Bold to hold contempt for free-market capitalism, when it's made your society so staggeringly wealthy, your concern of the day is literally worrying about landfills filling up with surplus wealth. Find some perspective.
This wealthy engineer mindset is too literal. The AI-generated photos and fake reviews aren't bugs. They're features. They let the poor American with $100 of disposable income pretend they found a way to get an Apple Watch for $11. Just for a few days, they get to believe it might be real. When it arrives and it's crap, they knew it would be. But they got to play the fantasy.
TEMU's tagline is "Shop like a billionaire." I want you to really think about that. Marketers test hundreds of combinations to find what resonates. TEMU probably has thousands of marketers. They've tested millions of possible hooks. Millions. And this is what won.
"Shop like a billionaire" is the message that brought new people in the door above all others. Now what about churn? That's not the tagline's job. Don't let your knowledge of what exactly TEMU does and how it functions conceal from you this signal of what many (not all!!) people want.
However I believe they're not scamming people. They're delivering exactly what they're selling, which is the experience of feeling like you could have nice things.
Twenty years ago you could go to a matinee movie for a dollar. Two hours of escapism for a dollar. That product doesn't exist anymore. Theaters decided to serve a different customer base. They went upmarket. But people still want cheap escapism. Now it's $1-3 on TEMU to get that same escape. You browse, you dream, you wait for the package. It's entertainment.
TEMU is making things people want.
Not saying you’re wrong, but I find “Shop like a billionaire” to be a deeply weird slogan.
The environment cost is higher with the middleman "small business" because they need their own logistics (likely Amazon). So instead of a carrier driving from the boat to USPS/OnTrac, it goes into the warehouses at Amazon. Wow! Thanks! World saved! In the eloquent words of our dear leader: SAD!
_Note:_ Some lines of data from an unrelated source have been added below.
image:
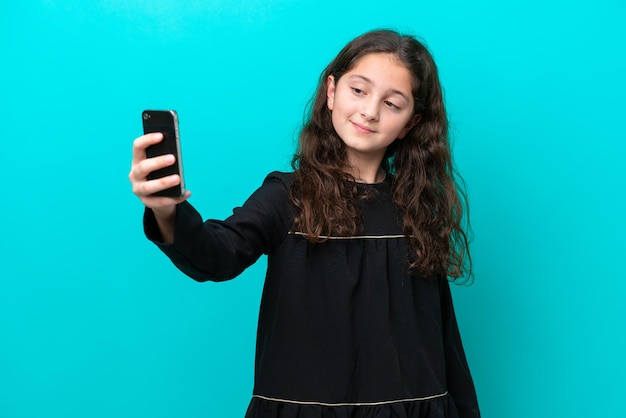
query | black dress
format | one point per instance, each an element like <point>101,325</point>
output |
<point>343,330</point>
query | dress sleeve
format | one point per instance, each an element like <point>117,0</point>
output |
<point>220,250</point>
<point>458,378</point>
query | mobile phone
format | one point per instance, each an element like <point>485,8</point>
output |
<point>166,122</point>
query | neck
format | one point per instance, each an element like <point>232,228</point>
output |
<point>373,175</point>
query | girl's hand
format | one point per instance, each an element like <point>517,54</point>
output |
<point>144,188</point>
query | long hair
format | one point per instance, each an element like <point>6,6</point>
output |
<point>426,187</point>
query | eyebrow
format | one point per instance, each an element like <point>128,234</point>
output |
<point>367,80</point>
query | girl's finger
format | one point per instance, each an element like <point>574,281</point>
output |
<point>141,143</point>
<point>140,170</point>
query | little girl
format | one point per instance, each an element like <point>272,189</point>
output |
<point>356,317</point>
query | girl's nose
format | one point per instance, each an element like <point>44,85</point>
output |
<point>369,110</point>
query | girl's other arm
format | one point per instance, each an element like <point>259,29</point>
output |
<point>459,380</point>
<point>164,208</point>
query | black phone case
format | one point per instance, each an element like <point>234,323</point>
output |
<point>166,122</point>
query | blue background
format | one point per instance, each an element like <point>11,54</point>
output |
<point>95,322</point>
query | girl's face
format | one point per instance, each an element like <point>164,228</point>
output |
<point>372,106</point>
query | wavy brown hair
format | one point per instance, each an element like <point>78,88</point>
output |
<point>426,187</point>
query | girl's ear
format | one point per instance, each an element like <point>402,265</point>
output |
<point>409,125</point>
<point>330,92</point>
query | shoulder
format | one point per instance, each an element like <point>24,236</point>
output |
<point>278,177</point>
In any event, volumewise I presume Ali does more environmental damage than hobby electronics being shipped through Amazon.
It's easy to be snobbish about "low quality crap" from Shein etc if you have the money and preference to buy better, but for many people cheap stuff from China, whether bought in Walmart or online, is a godsend.
In terms of jobs and American manufacturers, there is zero demand for clothing sweatshop jobs in America, just as you don't see Americans lining up to replace illegals for low wage crop picking jobs.
All this is doing is making things more expensive for consumers. It's a consumer tax paid for by those who can least afford it.
There is a reason shipping stopped.
I'm happy if there's an environmental improvement from this (never bought from the stores you mentioned), but a counterpoint may be in how all this impacts those trying to operate repair shops, labs, and teach science. Bunnie Huang had some arguments on tariffs back in 2018: https://www.bunniestudios.com/blog/2018/new-us-tariffs-are-a...
There were some arguments from repair youtuber Louis Rossmann also from a few months ago: https://m.youtube.com/watch?v=xR2_eqNL604&pp=ygUWbG91aXMgcm9...
People think that this just means that their nieces will stop buying junky fast fashion or whatever but that their own clean aescetic lifestyle will be unimpacted. But, no, that avocado toast is bankrolled by your employer and IRA and investment accounts or whatever, none of which are prepared for a 10% GDP contraction (or whatever) because the rubes can't buy their skorts anymore.
Economies are boats. We all sink or swim together.
I don't think this will give big advantage to US shops, it will mostly be extra expenses for consumers.
Americans are rich and will buy wastefully made expensive item if cheaper alternative is not available.